'Whiskey, Etc.': Sherrie Flick's collection of quirky characters in swift, bold gestures
April 3, 2016 12:00 AM
Author Sherrie Flick.
By P.S. Hogan
Sherrie Flick serves up a full sensory feast in her latest book, “Whiskey, Etc.: Short (Short) Stories.” Her collection of short stories and flash fiction covers an astonishing range of experiences and emotions. These tales illustrate the tension between lust and love, solitude and loneliness, grasp and surrender, grief and grace. Throughout, Ms. Flick’s deft and precise language keeps her created worlds and quirky characters accessible and intriguing.
"WHISKEY, ETC: SHORT (SHORT) STORIES"
By Sherrie Flick Queen’s Ferry Press ($16.95).
The nature of the micro story form propels the reader into a scene without benefit of character development or the traditional structure of a full story arc. Ms. Flick skillfully exploits these parameters and delivers prose that has a poetic sensibility. She’s not afraid to use rhythmic phrases or repetition. She leaves things unsaid, questions unanswered — to let shadows show the substance and silences fill out the void.
From “The Remembering” she offers: “The little dog and its leash. The walk and the playground. The slide and the swings. Midnight and the moon and swinging out toward the city view. We don’t talk about what happened on the swings.”
In “The World, Floating” the thoughts of one lover in conflict with another: “If you sit long enough, you can wait out just about anything.
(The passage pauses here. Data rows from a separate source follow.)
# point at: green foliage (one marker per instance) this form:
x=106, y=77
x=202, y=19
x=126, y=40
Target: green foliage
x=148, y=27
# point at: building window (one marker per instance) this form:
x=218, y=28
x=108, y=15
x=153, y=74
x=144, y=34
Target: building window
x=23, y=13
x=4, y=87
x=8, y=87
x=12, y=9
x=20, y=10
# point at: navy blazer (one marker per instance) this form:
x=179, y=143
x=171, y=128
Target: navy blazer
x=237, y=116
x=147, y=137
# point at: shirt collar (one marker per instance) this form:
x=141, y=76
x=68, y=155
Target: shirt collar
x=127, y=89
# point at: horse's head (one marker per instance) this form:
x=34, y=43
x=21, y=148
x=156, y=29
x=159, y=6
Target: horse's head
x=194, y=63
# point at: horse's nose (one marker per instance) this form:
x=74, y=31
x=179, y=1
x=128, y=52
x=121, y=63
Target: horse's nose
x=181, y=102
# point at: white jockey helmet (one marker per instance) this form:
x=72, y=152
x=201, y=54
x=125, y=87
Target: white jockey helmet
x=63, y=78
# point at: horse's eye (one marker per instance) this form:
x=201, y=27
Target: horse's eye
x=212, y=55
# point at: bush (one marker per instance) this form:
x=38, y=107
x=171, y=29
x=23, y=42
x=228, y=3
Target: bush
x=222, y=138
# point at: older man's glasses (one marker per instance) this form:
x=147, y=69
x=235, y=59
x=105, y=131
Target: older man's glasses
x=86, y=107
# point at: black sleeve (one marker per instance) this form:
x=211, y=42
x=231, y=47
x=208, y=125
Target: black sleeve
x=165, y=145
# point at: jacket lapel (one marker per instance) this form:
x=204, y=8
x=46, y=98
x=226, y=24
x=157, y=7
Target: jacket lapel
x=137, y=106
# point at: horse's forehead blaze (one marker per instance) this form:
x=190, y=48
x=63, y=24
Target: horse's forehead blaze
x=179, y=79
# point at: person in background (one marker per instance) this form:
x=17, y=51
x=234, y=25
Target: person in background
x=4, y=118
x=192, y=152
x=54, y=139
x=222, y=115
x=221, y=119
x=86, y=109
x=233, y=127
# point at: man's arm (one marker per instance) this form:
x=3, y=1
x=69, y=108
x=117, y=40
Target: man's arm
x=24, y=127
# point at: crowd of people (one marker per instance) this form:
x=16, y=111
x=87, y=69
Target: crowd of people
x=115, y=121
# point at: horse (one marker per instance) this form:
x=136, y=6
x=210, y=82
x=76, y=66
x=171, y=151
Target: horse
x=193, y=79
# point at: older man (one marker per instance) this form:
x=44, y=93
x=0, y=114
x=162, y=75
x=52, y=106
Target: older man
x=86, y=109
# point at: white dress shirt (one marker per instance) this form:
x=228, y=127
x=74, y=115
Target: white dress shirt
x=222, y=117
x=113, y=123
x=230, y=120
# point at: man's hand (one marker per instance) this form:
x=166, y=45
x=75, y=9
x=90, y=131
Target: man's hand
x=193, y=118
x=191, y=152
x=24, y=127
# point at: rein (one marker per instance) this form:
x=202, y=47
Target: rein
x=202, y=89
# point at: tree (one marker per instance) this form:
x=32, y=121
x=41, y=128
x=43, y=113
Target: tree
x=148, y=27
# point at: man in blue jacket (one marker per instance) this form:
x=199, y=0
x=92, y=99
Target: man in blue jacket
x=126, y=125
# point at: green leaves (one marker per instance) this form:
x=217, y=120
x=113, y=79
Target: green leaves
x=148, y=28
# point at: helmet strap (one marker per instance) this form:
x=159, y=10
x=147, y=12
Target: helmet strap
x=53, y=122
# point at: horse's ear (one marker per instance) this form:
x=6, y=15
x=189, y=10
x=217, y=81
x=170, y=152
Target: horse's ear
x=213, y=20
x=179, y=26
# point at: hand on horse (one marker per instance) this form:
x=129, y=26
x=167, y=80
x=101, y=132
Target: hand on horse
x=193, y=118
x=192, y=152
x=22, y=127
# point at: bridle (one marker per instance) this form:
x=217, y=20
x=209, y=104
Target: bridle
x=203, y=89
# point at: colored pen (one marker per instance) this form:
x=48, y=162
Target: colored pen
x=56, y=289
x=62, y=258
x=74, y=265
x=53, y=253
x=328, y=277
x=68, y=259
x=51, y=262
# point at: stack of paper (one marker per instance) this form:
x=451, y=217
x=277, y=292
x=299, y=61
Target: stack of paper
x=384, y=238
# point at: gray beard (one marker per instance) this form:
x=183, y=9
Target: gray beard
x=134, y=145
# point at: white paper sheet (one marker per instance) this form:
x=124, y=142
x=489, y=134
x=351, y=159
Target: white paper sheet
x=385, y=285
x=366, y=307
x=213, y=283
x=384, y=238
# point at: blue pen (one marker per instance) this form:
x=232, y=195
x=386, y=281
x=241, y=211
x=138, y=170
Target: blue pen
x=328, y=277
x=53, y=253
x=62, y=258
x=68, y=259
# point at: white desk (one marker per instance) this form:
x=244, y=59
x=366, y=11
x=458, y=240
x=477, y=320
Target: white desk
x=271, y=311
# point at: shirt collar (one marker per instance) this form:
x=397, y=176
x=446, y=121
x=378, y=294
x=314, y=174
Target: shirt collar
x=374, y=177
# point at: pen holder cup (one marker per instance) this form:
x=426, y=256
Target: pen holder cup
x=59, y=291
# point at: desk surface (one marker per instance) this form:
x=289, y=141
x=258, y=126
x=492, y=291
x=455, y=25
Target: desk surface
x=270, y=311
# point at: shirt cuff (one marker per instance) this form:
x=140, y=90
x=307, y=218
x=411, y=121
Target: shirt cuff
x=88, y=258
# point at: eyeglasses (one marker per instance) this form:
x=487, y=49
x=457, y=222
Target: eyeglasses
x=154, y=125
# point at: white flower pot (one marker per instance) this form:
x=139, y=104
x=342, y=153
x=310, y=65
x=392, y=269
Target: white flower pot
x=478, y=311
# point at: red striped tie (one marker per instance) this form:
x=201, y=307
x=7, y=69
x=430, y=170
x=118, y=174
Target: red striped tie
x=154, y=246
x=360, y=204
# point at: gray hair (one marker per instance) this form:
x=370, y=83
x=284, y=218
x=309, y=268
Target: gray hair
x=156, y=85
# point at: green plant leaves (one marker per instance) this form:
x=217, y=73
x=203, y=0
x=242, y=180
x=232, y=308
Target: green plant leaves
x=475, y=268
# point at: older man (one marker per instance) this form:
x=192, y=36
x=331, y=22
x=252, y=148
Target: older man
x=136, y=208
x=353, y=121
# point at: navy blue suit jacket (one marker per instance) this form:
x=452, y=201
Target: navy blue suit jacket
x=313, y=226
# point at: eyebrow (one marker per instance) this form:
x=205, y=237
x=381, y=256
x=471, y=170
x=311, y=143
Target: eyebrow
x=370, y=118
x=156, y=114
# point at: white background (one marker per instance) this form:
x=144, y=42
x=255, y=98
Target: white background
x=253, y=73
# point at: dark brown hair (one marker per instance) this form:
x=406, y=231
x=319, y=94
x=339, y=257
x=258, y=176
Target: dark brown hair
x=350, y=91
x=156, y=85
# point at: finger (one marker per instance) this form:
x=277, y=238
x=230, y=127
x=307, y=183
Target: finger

I’ve learned this trick. It’s the closest thing to magic I know. Silence. A magic wand in reverse. Take back, take back, take back. And then you’re sitting alone, like you’ve wanted to be in the first place, and little flakes of snow flitter down outside the window.” The reader is drawn in by the lyrical phrasing and concrete details.
Ahh, the details! Among the sweets and savories in these 57 stories we get sex and cigarettes, flannel and velvet, radios and pinball machines, Mason jars and yoga mats, canoes and wildflowers, porches and butternut squash, Nirvana and Hank Williams, bacon and eggs, coffee and Manhattans, dreamscapes, lakes, bars, a longing dog and a sauntering possum.
There are wandering women with “hearts too broke to break;” men and women who don’t want to be alone, at least for the night; sadder, but wiser girls; women in committed relationships gone flat like three day old, open beer. There are morsels of humor, too. In “Slow Fire Pistol,” Jody enters her new yoga class and observes, “Everyone looked out of shape but happy, even the instructor, Mrs. Whitefield, looked more like she’d bring a Jell-O salad than couscous to a potluck. I relaxed.”
From “Heidi Is Dead” the protagonist Jessica paints this portrait of her husband’s first wife, Katie: “To this day, she uses hairspray and thinks eating wings at the local sports bar is the hottest thing going.” Ms. Flick puts before the reader a buffet of humanity.
There is a haze of unapologetic longing in these tales. There are women sandwiched between their distant teen children and their dying parents. People trying to remember; people wanting to forget. “Whiskey, Etc.” encompasses the ordinary days and the difficult times and infuses them with wit and a sense of the sacred. From “Family Dinner” — “I make the tart, and it looks luscious, nearly velvety and so close to lust I think I might French kiss it.” You’ll be tempted to kiss this scrumptious book, too.
P.S. Hogan is a writer and artist living in Wilkinsburg.